As bestselling Science Fiction novelists have learned, everything goes better with Giancola.
Science fiction and classical art don't seem to have much in common unless you consider the work of Donato Giancola. While depicting visions of the future he keeps looking back over his shoulder at the work of such great classical artists as Rembrandt and Hans Memling. A Chesley award recipient, Donato credits the old masters with inspiring him to create paintings whose audacious composition, brilliant color, and dizzying perspective have delighted art directors and book buyers.
Donato's work has been further enriched by the cultural wealth of his adopted city, New York, where he can gorge on the artwork hanging in the world-class museums. "I really believe in looking at other artists," he says. "Their craft, their ideas.

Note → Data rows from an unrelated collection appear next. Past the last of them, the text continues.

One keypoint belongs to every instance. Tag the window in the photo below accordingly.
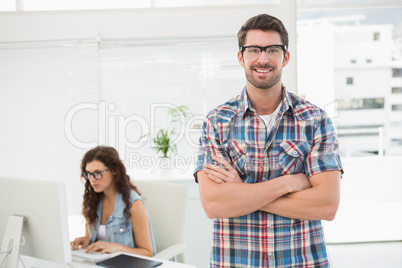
(349, 80)
(396, 90)
(397, 107)
(396, 142)
(397, 72)
(360, 104)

Being able to stand in front of a 15-foot painting instead of flipping through a catalog."
Like many successful Science Fiction artists, Donato demonstrated his gifts early. "I must have been drawing ever since I was little, my first paintings were probably cave paintings inside my mother's womb." From the age of six he drew tanks and aircraft based on the war comics he read and models he made. A huge roll of paper , the gift of an uncle, enabled him to draw epic pictures, 30- or 40-foot-long battle scenes, with his younger brother, Dave.
Science fiction entered his life with the Star Wars movies. "Star Wars was a big influence," he says. "The Empire Strikes Back was the movie for me. Chills went up and down my spine each time I saw it."

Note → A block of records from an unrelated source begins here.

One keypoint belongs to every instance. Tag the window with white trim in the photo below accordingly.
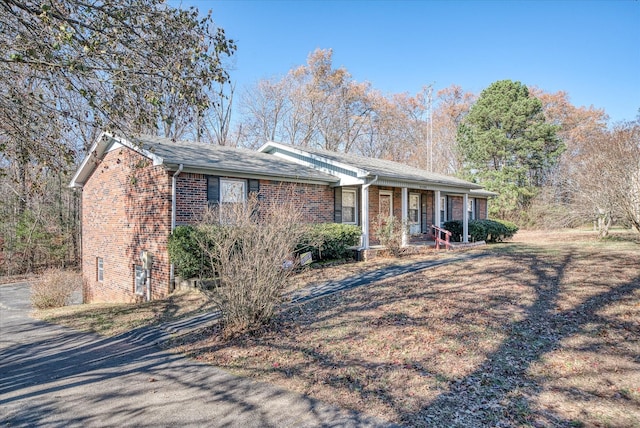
(139, 279)
(100, 269)
(232, 191)
(471, 212)
(349, 206)
(414, 208)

Around that time the seminal role-playing game, Dungeons and Dragons, made its debut, and Donato was quickly hooked. "I was a gaming addict. I started off with D&D and, later, Traveler. Then we modified the rules, increased spells, etc. Finally, we came up with our own game. I would make my own map grids, even my own grid paper. I wasn't happy playing in somebody else's imagination."
His older brother introduced him to J.R.R. Tolkien's The Hobbit, and from there he immersed himself in the literature of sci-fi and fantasy. However, science fiction and art were only hobbies. Donato had to be practical about selecting an occupation. "I grew up in Vermont, where artists were people like Rembrandt, not people from my community."
He began to study electrical engineering. Despite a real talent for math, he grew restless with his major and found he was more interested in his mechanical drawing classes. Mid-term, he dropped his engineering curriculum, and when the dust had settled was enrolled in the painting program at Syracuse University. "I was aiming for their illustration program but got into their painting program instead. And it's affected every creative decision I've made since."
"Studying painting really opened my mind up to the way we make art. I got to learn about abstraction, about art history, composition, color, and narrative story-telling. Meanwhile, I was part of a comic book club where we published our own books. That's where I indulged my love of science fiction. But most of my classwork was serious."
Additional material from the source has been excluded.